Traveling with Uncertainty
Demonstrating that his statements on the campaign trail were anything but empty rhetoric, the flurry of executive orders issued by President Trump in just his first few weeks in office has sparked debate from all points on the political spectrum. The most controversial has been his travel ban, a national security measure that temporarily suspended the U.S. Refugee Admissions Program, prohibited travelers from seven Muslim-majority nations—Iran, Iraq, Libya, Somalia, Sudan, Syria and Yemen—from entering the United States for at least 90 days, and suspended the admission of refugees from Syria indefinitely. Although the legality of the order is being debated in the courts (at press time, the order had been blocked by a federal judge), companies have nevertheless been forced to respond in order to protect their operations, employees and reputations.
Soon after the order was signed, for example, Google elected to recall many of its employees who were travelling abroad and advised those from affected countries not to travel outside of the United States until the order was lifted. Law firm Fisher Phillips similarly issued a client alert advising employers to suspend all work-related international travel for employees from the seven affected countries and suggested that employers even go one step further and postpone visa appointments and travel for any foreign nationals until the situation becomes less volatile.

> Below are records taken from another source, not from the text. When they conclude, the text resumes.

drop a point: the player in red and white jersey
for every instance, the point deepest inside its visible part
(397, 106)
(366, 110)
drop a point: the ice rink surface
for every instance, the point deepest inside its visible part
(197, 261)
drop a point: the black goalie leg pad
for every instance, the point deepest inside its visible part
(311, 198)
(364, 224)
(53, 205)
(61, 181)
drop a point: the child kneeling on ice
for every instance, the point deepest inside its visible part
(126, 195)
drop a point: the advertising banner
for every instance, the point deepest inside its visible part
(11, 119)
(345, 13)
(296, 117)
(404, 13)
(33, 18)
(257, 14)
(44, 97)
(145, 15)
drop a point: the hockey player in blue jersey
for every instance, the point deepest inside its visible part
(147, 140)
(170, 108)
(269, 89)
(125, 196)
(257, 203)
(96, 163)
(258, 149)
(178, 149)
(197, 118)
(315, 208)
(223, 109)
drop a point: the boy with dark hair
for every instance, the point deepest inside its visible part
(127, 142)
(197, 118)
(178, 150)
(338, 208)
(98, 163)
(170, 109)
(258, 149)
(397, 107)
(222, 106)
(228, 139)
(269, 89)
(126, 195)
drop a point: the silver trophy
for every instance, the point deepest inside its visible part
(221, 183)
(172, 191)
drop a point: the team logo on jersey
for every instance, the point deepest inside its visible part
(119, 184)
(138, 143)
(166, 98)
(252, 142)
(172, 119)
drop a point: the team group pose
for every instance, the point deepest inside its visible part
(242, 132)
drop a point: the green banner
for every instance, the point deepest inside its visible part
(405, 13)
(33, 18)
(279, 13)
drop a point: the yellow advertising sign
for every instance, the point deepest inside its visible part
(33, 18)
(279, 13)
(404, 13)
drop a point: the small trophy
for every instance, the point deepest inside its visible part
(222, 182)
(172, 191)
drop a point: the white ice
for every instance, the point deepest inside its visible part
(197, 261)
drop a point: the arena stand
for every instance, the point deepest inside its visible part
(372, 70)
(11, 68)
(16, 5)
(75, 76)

Other businesses sought clarity from the State Department as to how the order might affect their personnel. The National Basketball Association initially expressed concern that two of its Sudanese players in particular would not be able to travel without restriction, while Microsoft asked the government to grant exceptions that would permit employees who could be considered “responsible known travelers with pressing needs” to travel freely.
Businesses in sectors ranging from tech and retail to meatpacking and construction criticized the ban, with some saying that it violated their corporate principles. Others have pointed to the uncertainty the ban has created, which will make it more difficult to conduct ongoing business, attract valuable workers from outside the United States and compete on an international scale.
In addition to operational concerns, many businesses have also found themselves under fire from unhappy consumers in the wake of the order. Trump supporters have threatened to boycott Budweiser over an immigration-themed Super Bowl ad and Starbucks for pledging to hire 10,000 refugees over the next five years. Detractors of the ban, meanwhile, have called for boycotts of their own, such as the backlash against Uber after it was thought to have undermined a taxi strike in New York that was organized to protest the ban. Some 200,000 people deleted their Uber accounts in response. Amid increasing public pressure to distance the company from Trump’s policies, CEO Travis Kalanick even dropped out of the president’s economic advisory council.
Whether the travel ban will remain in effect in the long run remains to be seen, but it is evident that many companies will need to rethink their international strategies. It has long been standard operating procedure for risk-savvy international companies to have a plan in place for a natural disaster that compromises their supply chain or political unrest abroad that threatens employee safety. Unexpected policy shifts, especially in the United States, have not traditionally been a serious concern. It seems that this is no longer true. Call it the “Trump effect.” For better or for worse, companies must expand their international risk management perspective to take a new and unique uncertainty into consideration.